Nazbanou Nozari1*, Cleusa P Ferri2*, Faraneh Farin3, Maryam Noroozian4, Masomeh Salehi3, Maziar Seyedian4 and Martin Prince2 1Beckman Institute, University of Illinois, Urbana, Illinois, USA; 2 Institute of Psychiatry, HSPR, Kings’ College London, UK; 3Ira
Nazbanou Nozari1*, Cleusa P Ferri2*, Faraneh Farin3, Maryam Noroozian4, Masomeh Salehi3, Maziar Seyedian4 and Martin Prince2 1Beckman Institute, University of Illinois, Urbana, Illinois, USA; 2 Institute of Psychiatry, HSPR, Kings’ College London, UK; 3Iran Alzheimer’s Association, Tehran, Iran; 4Tehran University of Medical Sciences, Tehran, Iran *Corresponding Authors: Dr Nazbanou Nozari : nazbanou.nozari@gmail.comand Dr Cleusa Ferri: c.ferri@iop.kcl.ac.uk
A recent review of the prevalence of dementia in all world regions revealed a particular paucity of data from the Middle Eastern region (Ferri et al., 2005b). Iran is one of the largest countries in this region, with a population of 70 million, of whom 5.2% are aged 65 years and over– life expectancy is already 71 years (www.amar.ir – Iranian Government’s Statistics site). Our best estimates suggest that there may be nearly 200 thousand people living with dementia in Iran at the moment (Ferri et al., 2005a). The 10/66 Dementia Research Group developed and validated a culture- and education-fair dementia diagnosis in 26 centres worldwide (Prince et al., 2003). We have now assessed the feasibility and validity of a Farsi version of the 10/66 dementia diagnostic system in Ekbatan, Tehran, Iran.
Sixty people with dementia and sixty similarly aged controls, free of dementia were selected from registers held by the IAA (Iran Alzheimer’s Association), and invited to participate. Those with dementia had sought help from the IAA; the diagnosis (according to DSM-IV criteria) was reconfirmed by an independent clinician. Controls were selected from a partial register of older residents, military veterans’ associations, and volunteer organisations. Another clinician (NN) administered the interviews comprising the Geriatric Mental Status (GMS) (Copeland et al., 1986) , the CERAD 10 word list learning with delayed recall (Ganguli M. et al., 1996), the Community Screening Instrument for Dementia (CSI’D’, informant and participant versions) (Hall et al., 1993). All instruments were translated to Farsi, back translated to English and assessed for acceptability. Informed consent was obtained for all participants and the study approved by the ethics committee of Memory and Behavioral Neurology Department (MBND) at Tehran University of Medical Sciences. Nearly all interviews were conducted privately at the IAA, and the interviewer (NN) was masked to case/ control status where possible. For each cognitive test we calculated the area under curve (ROC) and their specificity and sensitivity at the optimum cut off point. We also calculated the sensitivity, specificity and agreement (kappa) of GMS/ AGECAT dementia, probable dementia using the CSI’D’ cognitive test and cognitive test and informant interview combined, and the 10/66 Dementia algorithm that incorporates information from GMS, CSI’D’ and CERAD 120 word list against the gold standard of the clinician’s DSM-IV dementia diagnosis.
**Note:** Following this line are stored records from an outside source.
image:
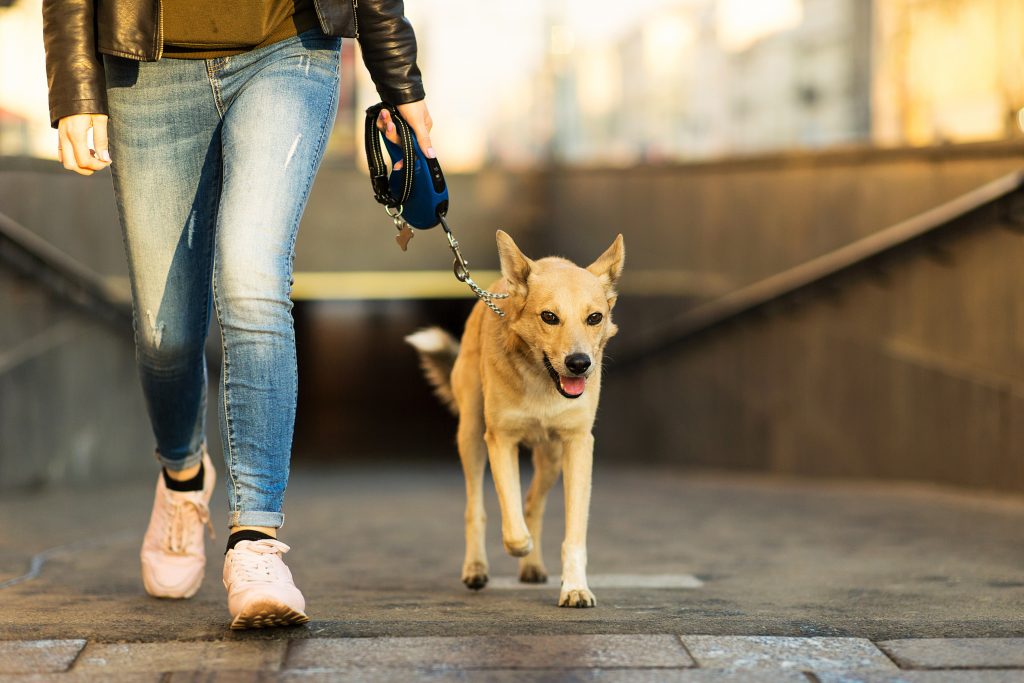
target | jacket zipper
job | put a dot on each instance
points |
(160, 29)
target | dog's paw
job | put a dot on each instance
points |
(475, 575)
(577, 598)
(518, 547)
(532, 573)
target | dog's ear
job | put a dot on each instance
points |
(515, 265)
(608, 266)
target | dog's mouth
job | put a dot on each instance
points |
(570, 387)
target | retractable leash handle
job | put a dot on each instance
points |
(415, 195)
(417, 191)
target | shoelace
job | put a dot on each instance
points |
(254, 561)
(182, 510)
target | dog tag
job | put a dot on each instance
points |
(404, 235)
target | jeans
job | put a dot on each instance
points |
(213, 161)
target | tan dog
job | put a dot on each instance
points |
(532, 378)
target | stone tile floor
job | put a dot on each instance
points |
(566, 657)
(699, 577)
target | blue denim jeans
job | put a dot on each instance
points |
(213, 161)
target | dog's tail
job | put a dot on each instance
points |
(437, 353)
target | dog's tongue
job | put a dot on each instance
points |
(573, 386)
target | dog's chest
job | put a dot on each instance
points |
(542, 422)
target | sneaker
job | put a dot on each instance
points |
(173, 553)
(260, 590)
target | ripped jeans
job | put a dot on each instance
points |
(213, 161)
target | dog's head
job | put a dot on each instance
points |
(560, 312)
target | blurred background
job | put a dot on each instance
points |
(822, 215)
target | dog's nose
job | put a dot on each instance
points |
(578, 363)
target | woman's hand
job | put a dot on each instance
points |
(73, 148)
(418, 117)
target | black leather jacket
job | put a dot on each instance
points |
(75, 32)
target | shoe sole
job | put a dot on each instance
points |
(267, 614)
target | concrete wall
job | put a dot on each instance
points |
(909, 368)
(70, 403)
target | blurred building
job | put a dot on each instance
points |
(685, 83)
(947, 71)
(520, 84)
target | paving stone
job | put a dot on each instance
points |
(783, 653)
(963, 676)
(103, 658)
(540, 676)
(82, 678)
(491, 652)
(956, 652)
(38, 656)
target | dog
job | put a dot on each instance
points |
(531, 378)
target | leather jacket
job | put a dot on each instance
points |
(77, 32)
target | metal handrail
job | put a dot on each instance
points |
(753, 296)
(67, 278)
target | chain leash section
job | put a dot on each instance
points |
(461, 268)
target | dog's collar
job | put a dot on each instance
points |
(555, 378)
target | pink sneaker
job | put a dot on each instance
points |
(173, 553)
(260, 590)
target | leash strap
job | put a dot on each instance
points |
(375, 157)
(393, 205)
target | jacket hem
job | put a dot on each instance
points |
(90, 105)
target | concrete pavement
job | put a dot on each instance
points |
(698, 577)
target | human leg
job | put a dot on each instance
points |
(278, 105)
(166, 183)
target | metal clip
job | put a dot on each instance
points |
(461, 268)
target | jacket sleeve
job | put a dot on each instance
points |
(389, 50)
(74, 70)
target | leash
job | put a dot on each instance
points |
(415, 196)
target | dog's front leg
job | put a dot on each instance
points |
(504, 453)
(577, 468)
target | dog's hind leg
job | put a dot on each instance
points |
(577, 469)
(473, 454)
(504, 456)
(547, 466)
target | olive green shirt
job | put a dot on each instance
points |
(205, 29)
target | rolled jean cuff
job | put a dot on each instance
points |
(256, 518)
(176, 465)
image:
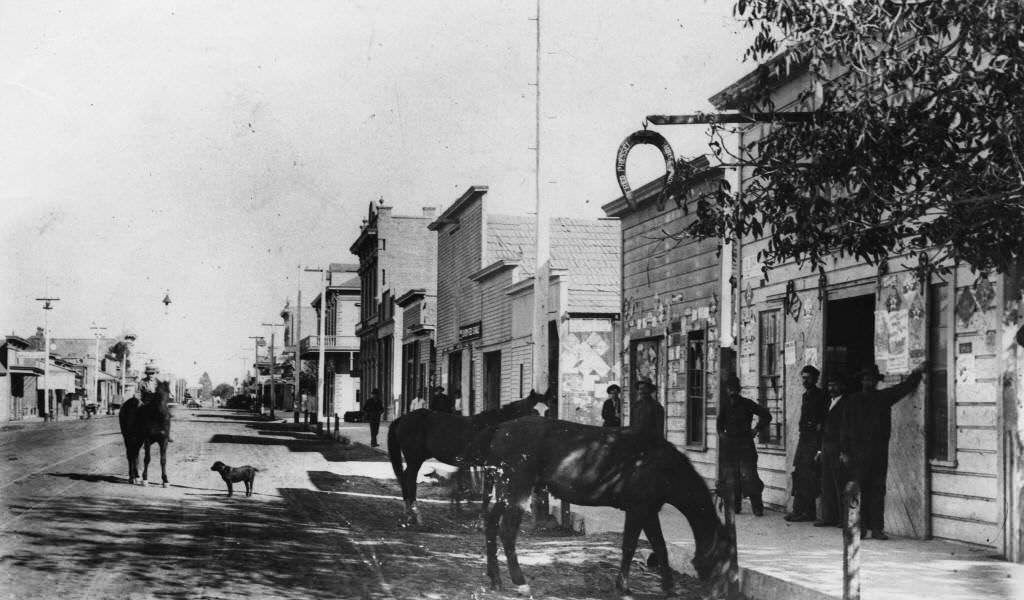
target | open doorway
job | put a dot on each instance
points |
(850, 336)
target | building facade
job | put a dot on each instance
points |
(484, 308)
(396, 254)
(955, 467)
(341, 346)
(672, 319)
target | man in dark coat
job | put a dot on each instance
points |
(737, 455)
(864, 442)
(611, 412)
(806, 483)
(373, 410)
(647, 416)
(440, 402)
(834, 474)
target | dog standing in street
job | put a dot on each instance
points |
(235, 474)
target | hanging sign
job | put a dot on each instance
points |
(650, 138)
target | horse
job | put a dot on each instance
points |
(423, 434)
(596, 466)
(142, 424)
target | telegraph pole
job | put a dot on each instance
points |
(271, 325)
(96, 331)
(320, 361)
(256, 340)
(47, 306)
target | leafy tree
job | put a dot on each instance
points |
(915, 142)
(206, 386)
(224, 390)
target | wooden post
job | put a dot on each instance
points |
(851, 542)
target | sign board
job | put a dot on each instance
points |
(472, 331)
The age distribution of dementia cases (mean 74.9 years, SD 6.4, range: 65-89) and controls mean 72.0 years, SD 5.6, range: 65-87) was similar. By design, the male: female ratio was 1:1 for both cases and controls. The area under the ROC curve was high for all the cognitive measures (between 0.95 and 0.99), with the CSI’D’ DFSCORE (combining information from the cognitive test and the informant report) performing best of all (table s1 available online as supplementary material attached to the electronic version of this letter at www.journals.cambridege.org/jid_IPG). The optimum cut-off points were similar to those previously recommended for the CSI’D’ (Hall et al., 1993) and to those identified in the previous 10/66 international pilot study. The 10/66 diagnostic algorithm performed better than GMS diagnostic assessments, with a kappa of 0.97 and sensitivity and specificity of 98.3%).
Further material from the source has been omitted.